MacKay tracks down Simone at her school. He asks her to meet him at a cafe after her class. Simone enters her Shakespeare class which is taught by Phillipe Tabor. Simone later meets MacKay at the cafe. She insists that she didn't know that anyone was going to be shot and warns him that it is very dangerous to identify a man from the OAS. They agree to meet again later.

Simone finds Tabor in her apartment. She confronts him about changing the plan. She did not know that Martin was to be killed. Tabor learns that Simone met with MacKay, as he had her followed. Simone and Tabor are lovers. She asks Tabor not to harm MacKay.

Favrel has had MacKay followed and confronts him about meeting again with Simone. Favrel takes MacKay to a hospital to meet his wife, Marie, who was blinded in an OAS bombing.

MacKay meets Simone again. MacKay returns to his apartment to find that it has been bombed by the OAS. MacKay's friend Workman was killed in the explosion. Favrel explains that the bomb was planted while MacKay was with Simone and that the bomb was intended for him.

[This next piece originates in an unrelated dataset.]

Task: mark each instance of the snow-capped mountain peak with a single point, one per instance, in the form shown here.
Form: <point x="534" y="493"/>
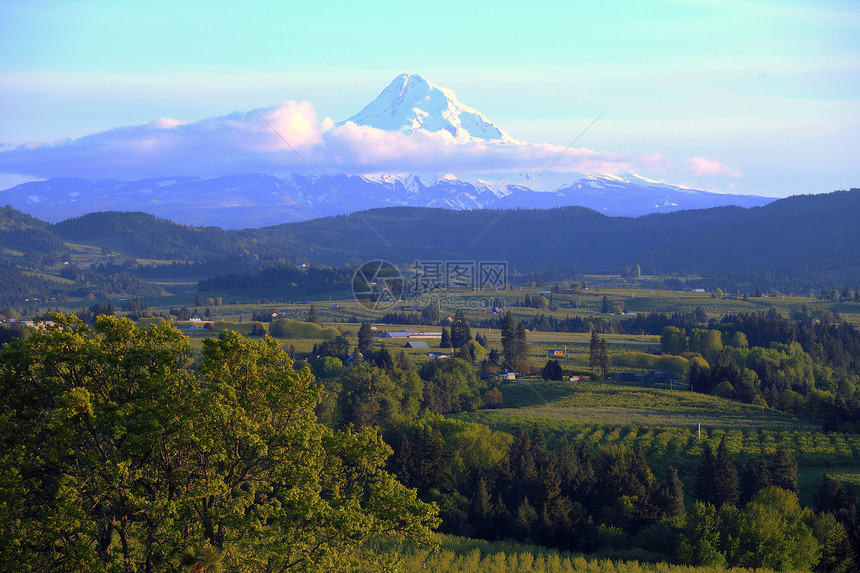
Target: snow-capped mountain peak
<point x="411" y="104"/>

Simone learns of the OAS bombing at MacKay's apartment and believes he is dead. She then discovers him alive at the cafe where they met. She denies having anything to do with the bombing. As they leave the cafe, Claude approaches with a gun. The police have been following MacKay and shoot Claude.

MacKay returns with Simone to her apartment. Tabor calls on the payphone from across the street. He asks Simone to meet him at Orly Airport with his passbook. Simone calls Favrel to tell him where they can find Tabor. As MacKay and Simone leave her apartment, Tabor steps from the darkness intending to kill MacKay. Simone shoots Tabor before he can shoot. Simone apologizes to Tabor and then walks off into the night.

==Cast==
The cast included performances by:

- Stephen Boyd as Robert MacKay
- Louis Jourdan as Phillipe Tabor
- Monique LeMaire as Simone Dumail
- Émile Genest as Paul Favrel
- Maurice Marsac as Broussard
- Bernie Hamilton as Joe Workman
- Jacques Roux as Bartender
- Willie Soo Hoo as Oriental Student
- Janine Grandel as Marie Favrel
- Albert Carrier as The Man

==Production==
The film was a Hovue production. It was broadcast by NBC on January 3, 1964, as part of the television series, Bob Hope Presents the Chrysler Theatre. Dick Berg was the producer and Sidney Pollack the director. The screenplay was Mark Rodgers based on the novel by Paul Brickhill. John Williams, credited as Johnny Williams, composed the music, and John J. Lloyd was the art director.